Sita: An illustrated retelling of the Ramayana by Devdutt Pattanaik
I was crying in the theatre in Kalakshetra last year when I saw Sita walked into the fire. My dance teacher sat next to me, comforted me by telling me that there is more to follow in this epic, and judging the god’s decision with human expectations won’t help us understand what the story is telling. My sorrow for Sita didn’t lead me to read the Ramayana immediately. Instead, I stay ignorant about it.
After reading the Mahabharata, I realized that I need to read the work myself to discover what messages and values it wants to convey. Therefore, I think it’s time for me to read Ramayana.
There are so many Ramayana narrations available, but whatever Ramayana we know is incomplete. It reminds me that sometimes we can’t be sure we know the truth, even we hear both sides of the story. And no one should be arrogant about their creation.

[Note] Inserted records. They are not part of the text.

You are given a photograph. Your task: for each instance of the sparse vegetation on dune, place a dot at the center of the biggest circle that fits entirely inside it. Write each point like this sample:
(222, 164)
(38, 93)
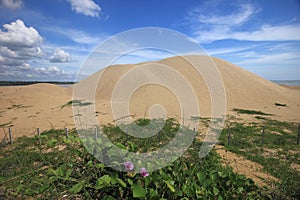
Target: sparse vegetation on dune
(63, 168)
(276, 150)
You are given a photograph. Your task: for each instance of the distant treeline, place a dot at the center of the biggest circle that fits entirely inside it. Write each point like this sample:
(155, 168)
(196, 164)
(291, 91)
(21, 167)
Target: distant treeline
(14, 83)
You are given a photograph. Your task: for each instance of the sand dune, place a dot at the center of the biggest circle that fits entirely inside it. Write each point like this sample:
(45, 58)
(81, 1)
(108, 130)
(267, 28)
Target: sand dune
(42, 105)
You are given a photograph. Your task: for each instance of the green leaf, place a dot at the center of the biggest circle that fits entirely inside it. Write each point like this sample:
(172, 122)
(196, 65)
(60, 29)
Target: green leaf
(52, 172)
(170, 186)
(215, 191)
(78, 187)
(103, 181)
(60, 171)
(138, 191)
(129, 181)
(68, 173)
(121, 182)
(51, 143)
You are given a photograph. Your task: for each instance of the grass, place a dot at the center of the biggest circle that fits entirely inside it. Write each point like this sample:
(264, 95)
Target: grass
(279, 139)
(280, 104)
(250, 112)
(62, 168)
(76, 103)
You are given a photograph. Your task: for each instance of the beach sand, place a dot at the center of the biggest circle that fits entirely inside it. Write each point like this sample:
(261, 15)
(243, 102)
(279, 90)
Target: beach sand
(44, 106)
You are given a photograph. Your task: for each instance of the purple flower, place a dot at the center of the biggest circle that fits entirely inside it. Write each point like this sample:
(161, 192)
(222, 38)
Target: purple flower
(144, 172)
(128, 166)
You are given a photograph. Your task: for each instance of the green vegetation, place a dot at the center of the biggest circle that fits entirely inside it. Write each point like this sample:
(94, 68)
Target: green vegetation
(249, 112)
(5, 125)
(18, 106)
(280, 104)
(277, 152)
(76, 103)
(62, 168)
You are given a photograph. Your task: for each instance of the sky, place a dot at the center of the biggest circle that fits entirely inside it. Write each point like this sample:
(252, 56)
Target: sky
(49, 40)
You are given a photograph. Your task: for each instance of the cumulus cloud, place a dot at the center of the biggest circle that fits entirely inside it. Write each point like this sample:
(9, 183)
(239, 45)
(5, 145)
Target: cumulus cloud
(11, 4)
(214, 26)
(86, 7)
(60, 56)
(18, 35)
(19, 43)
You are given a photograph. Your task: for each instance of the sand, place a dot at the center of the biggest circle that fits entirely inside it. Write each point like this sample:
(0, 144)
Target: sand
(26, 108)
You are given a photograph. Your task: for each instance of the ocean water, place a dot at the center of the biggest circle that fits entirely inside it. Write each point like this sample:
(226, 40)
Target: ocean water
(287, 82)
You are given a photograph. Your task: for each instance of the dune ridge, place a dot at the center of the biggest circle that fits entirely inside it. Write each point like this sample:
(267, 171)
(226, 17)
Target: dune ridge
(42, 105)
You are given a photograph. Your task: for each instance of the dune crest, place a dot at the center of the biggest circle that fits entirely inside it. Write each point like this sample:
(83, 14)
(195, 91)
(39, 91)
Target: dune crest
(46, 106)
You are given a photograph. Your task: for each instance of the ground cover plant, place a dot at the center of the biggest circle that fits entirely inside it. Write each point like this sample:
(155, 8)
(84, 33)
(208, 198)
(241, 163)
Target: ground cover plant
(272, 144)
(62, 168)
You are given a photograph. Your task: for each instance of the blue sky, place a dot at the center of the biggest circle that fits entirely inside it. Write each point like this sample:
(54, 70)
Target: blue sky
(50, 39)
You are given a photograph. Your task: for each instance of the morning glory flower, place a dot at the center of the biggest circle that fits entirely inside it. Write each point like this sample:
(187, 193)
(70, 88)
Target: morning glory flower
(128, 166)
(144, 172)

Following rules strictly without exception will not always bring you the best outcome. Even a god on earth has to suffer the consequences of his choices. He showed us the perfect standard of what should be done. But everything comes with a price/sacrifice. “Fear is a constant, and faith is a choice. Fear comes from karma, from faith arises dharma.”

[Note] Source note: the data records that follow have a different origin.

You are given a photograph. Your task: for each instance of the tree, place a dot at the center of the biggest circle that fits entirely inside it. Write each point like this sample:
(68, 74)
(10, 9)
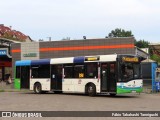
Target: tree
(142, 44)
(118, 32)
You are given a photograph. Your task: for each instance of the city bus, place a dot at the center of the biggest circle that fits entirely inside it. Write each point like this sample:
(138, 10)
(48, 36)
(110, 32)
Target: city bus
(102, 74)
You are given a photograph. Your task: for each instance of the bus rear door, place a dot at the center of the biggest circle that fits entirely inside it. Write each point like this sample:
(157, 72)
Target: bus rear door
(108, 79)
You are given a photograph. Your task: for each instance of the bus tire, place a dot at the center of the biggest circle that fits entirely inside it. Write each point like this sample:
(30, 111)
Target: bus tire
(37, 88)
(91, 90)
(112, 94)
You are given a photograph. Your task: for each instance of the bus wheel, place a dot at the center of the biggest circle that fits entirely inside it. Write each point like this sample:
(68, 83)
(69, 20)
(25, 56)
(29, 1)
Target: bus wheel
(37, 88)
(91, 90)
(112, 94)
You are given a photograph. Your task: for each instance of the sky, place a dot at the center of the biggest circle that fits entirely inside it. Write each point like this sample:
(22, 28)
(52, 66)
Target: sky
(60, 19)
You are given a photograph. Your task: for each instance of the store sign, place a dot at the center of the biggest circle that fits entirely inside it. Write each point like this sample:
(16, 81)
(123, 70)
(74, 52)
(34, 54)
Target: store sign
(129, 59)
(91, 58)
(30, 55)
(3, 52)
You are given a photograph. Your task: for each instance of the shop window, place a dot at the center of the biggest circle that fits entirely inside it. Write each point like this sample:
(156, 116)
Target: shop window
(91, 70)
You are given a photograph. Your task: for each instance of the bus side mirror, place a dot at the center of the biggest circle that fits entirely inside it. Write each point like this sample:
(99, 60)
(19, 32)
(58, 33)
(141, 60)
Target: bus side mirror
(53, 76)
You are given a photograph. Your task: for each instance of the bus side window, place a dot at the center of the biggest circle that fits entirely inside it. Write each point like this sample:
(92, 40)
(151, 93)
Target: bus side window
(91, 70)
(18, 71)
(34, 72)
(68, 71)
(79, 71)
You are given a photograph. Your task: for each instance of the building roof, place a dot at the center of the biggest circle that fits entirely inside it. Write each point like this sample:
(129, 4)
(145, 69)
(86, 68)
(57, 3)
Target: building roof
(155, 47)
(7, 32)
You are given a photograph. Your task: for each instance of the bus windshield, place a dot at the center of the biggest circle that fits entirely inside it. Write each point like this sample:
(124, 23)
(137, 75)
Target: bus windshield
(129, 71)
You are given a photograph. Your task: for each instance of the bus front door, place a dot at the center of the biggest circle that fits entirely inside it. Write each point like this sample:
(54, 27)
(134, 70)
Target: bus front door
(25, 73)
(56, 77)
(108, 80)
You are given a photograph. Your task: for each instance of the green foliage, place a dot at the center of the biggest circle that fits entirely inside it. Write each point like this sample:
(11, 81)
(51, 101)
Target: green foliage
(142, 44)
(118, 32)
(155, 58)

Love and devotion without expectation. The love Sita has for Ram, the love Hanuman has for Ram attaches nothing. They didn’t expect anything in return. Now I realized why I was so upset when Ram “frees” Sita. The way I look at their relationship is with attachments and expectations.
No matter who you are by born, you have the power to change who you are inside. Hanuman was a monkey, but he learns actively and transforms himself. Ravana was born a Brahmin but trapped by his ego despite all the knowledge he had.
The Uttara Kanda helps me better understand the goddess nature of Sita. She never victimized herself. Therefore we should not look at her with our human values and judge her as a victim.
No one is perfect. Even god on earth can’t please everyone.
There is a perspective I like, which is, there are many Rams and many Ramayana. The same story keeps happening in cycles, again and again, and life is not linear.
I enjoy reading this epic a lot. There are a lot of thought-provoking moments.
Please pardon my shallow review of this epic. I am not an expert in classical text, and I don’t mean to upset anyone.